Could you please wrap text properly when you post to mailing list, thanks. I
fixed it for you above.

> diff --git a/kernel/rcu/tree.c b/kernel/rcu/tree.c
> index 8ce77d9ac716..1812d4a1ac1b 100644
> --- a/kernel/rcu/tree.c
> +++ b/kernel/rcu/tree.c
> @@ -3959,6 +3959,7 @@ int rcutree_offline_cpu(unsigned int cpu)
> unsigned long flags;
> struct rcu_data *rdp;
> struct rcu_node *rnp;
> + struct kfree_rcu_cpu *krcp;
>
> rdp = per_cpu_ptr(&rcu_data, cpu);
> rnp = rdp->mynode;
> @@ -3970,6 +3971,11 @@ int rcutree_offline_cpu(unsigned int cpu)
>
> // nohz_full CPUs need the tick for stop-machine to work quickly
> tick_dep_set(TICK_DEP_BIT_RCU);
> +
> + krcp = per_cpu_ptr(&krc, cpu);
> + raw_spin_lock_irqsave(&krcp->lock, flags);
> + schedule_delayed_work(&krcp->monitor_work, 0);
> + raw_spin_unlock_irqrestore(&krcp->lock, flags);
> return 0;

I realized the above is not good enough for what this is trying to do. Unlike
the slab, the new kfree_rcu objects cannot always be drained / submitted to
RCU because the previous batch may still be waiting for a grace period. So
the above code could very well return with the yet-to-be-submitted kfree_rcu
objects still in the cache.

One option is to spin-wait here for monitor_todo to be false and keep calling
kfree_rcu_drain_unlock() till then.

But then that's not good enough either, because if new objects are queued
when interrupts are enabled in the CPU offline path, then the cache will get
new objects after the previous set was drained.

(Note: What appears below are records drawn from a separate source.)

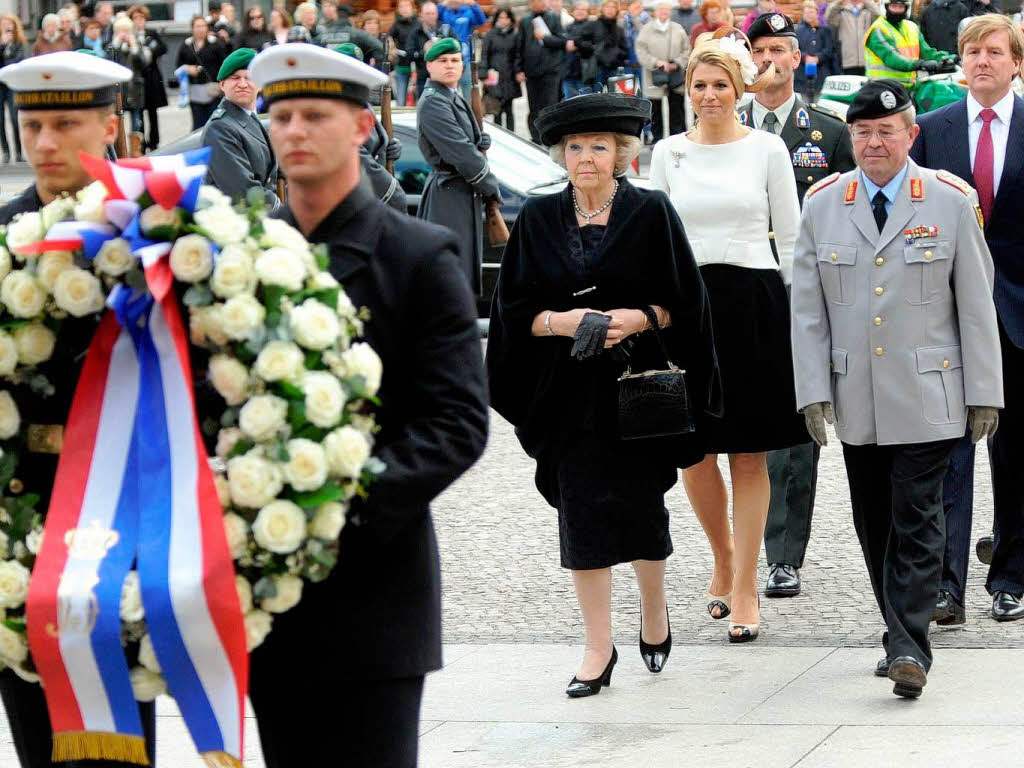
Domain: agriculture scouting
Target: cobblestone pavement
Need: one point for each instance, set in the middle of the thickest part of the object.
(502, 581)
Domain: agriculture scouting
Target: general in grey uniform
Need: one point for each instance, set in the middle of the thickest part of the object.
(819, 144)
(242, 157)
(894, 332)
(454, 144)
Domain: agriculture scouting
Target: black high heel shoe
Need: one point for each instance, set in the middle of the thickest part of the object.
(654, 656)
(579, 688)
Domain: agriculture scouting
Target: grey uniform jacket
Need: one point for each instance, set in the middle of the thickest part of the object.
(896, 330)
(242, 157)
(461, 179)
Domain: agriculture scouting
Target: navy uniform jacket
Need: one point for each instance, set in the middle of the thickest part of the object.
(378, 614)
(242, 157)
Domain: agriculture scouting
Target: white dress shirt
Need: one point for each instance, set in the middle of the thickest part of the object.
(1000, 132)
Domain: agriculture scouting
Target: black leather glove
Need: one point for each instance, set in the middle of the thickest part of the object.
(393, 150)
(589, 339)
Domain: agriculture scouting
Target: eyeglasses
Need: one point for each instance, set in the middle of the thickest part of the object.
(863, 133)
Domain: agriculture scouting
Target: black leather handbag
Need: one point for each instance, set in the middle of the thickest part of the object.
(654, 403)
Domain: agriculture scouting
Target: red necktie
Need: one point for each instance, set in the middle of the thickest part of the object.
(983, 165)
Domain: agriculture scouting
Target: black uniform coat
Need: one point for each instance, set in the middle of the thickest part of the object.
(450, 140)
(242, 157)
(643, 259)
(378, 615)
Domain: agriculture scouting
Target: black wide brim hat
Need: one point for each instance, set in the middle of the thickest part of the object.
(593, 113)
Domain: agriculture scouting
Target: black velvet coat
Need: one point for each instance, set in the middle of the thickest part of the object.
(643, 259)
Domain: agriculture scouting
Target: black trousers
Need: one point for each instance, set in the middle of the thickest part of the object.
(896, 493)
(794, 474)
(542, 90)
(357, 724)
(30, 726)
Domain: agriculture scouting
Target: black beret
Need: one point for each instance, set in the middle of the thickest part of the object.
(771, 25)
(879, 98)
(593, 113)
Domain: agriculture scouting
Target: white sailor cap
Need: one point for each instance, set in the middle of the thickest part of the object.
(304, 71)
(67, 80)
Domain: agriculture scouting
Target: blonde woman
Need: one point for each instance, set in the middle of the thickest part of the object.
(727, 182)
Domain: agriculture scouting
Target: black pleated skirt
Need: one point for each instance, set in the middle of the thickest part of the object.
(751, 313)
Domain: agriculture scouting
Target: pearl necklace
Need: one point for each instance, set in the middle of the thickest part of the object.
(599, 211)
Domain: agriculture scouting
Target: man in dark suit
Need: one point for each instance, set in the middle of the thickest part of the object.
(981, 139)
(365, 638)
(819, 144)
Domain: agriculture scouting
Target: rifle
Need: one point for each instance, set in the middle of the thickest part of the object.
(498, 231)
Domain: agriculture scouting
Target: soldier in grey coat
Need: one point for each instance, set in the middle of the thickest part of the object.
(454, 144)
(242, 157)
(895, 340)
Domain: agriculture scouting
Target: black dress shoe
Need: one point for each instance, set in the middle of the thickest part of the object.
(909, 676)
(654, 656)
(579, 688)
(1007, 607)
(783, 581)
(947, 611)
(984, 549)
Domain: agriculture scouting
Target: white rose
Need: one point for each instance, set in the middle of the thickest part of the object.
(245, 593)
(146, 685)
(233, 272)
(328, 521)
(360, 359)
(325, 398)
(258, 624)
(35, 343)
(241, 316)
(10, 419)
(24, 230)
(8, 353)
(262, 416)
(280, 526)
(51, 264)
(115, 257)
(237, 530)
(13, 584)
(229, 378)
(22, 294)
(306, 468)
(192, 258)
(279, 266)
(78, 292)
(289, 593)
(314, 325)
(146, 655)
(347, 450)
(253, 480)
(13, 646)
(131, 598)
(90, 204)
(280, 360)
(222, 224)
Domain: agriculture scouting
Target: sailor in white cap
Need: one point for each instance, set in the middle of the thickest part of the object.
(375, 623)
(66, 104)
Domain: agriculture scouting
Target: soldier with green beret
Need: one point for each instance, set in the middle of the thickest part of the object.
(242, 157)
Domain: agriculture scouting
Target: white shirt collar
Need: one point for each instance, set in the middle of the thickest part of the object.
(1004, 108)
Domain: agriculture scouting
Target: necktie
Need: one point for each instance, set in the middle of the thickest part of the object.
(983, 181)
(879, 209)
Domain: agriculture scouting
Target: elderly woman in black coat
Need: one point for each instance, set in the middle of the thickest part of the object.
(581, 268)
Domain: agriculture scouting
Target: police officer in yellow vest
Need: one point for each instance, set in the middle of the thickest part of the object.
(896, 49)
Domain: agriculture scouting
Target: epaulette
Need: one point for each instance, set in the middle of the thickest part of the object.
(822, 183)
(954, 180)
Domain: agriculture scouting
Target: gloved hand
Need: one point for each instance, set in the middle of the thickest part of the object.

Further, spin waiting may
introduce deadlocks.

Another option is to switch the kfree_rcu() path to non-batching (so new
objects cannot be cached in the offline path and are submitted directly to
RCU), wait for a GP and then submit the work. But then not sure if 1-argument
kfree_rcu() will like that.

Probably Qian's original fix for for_each_possible_cpus() is good enough for
the shrinker case, and then we can tackle the hotplug one.

thanks,

- Joel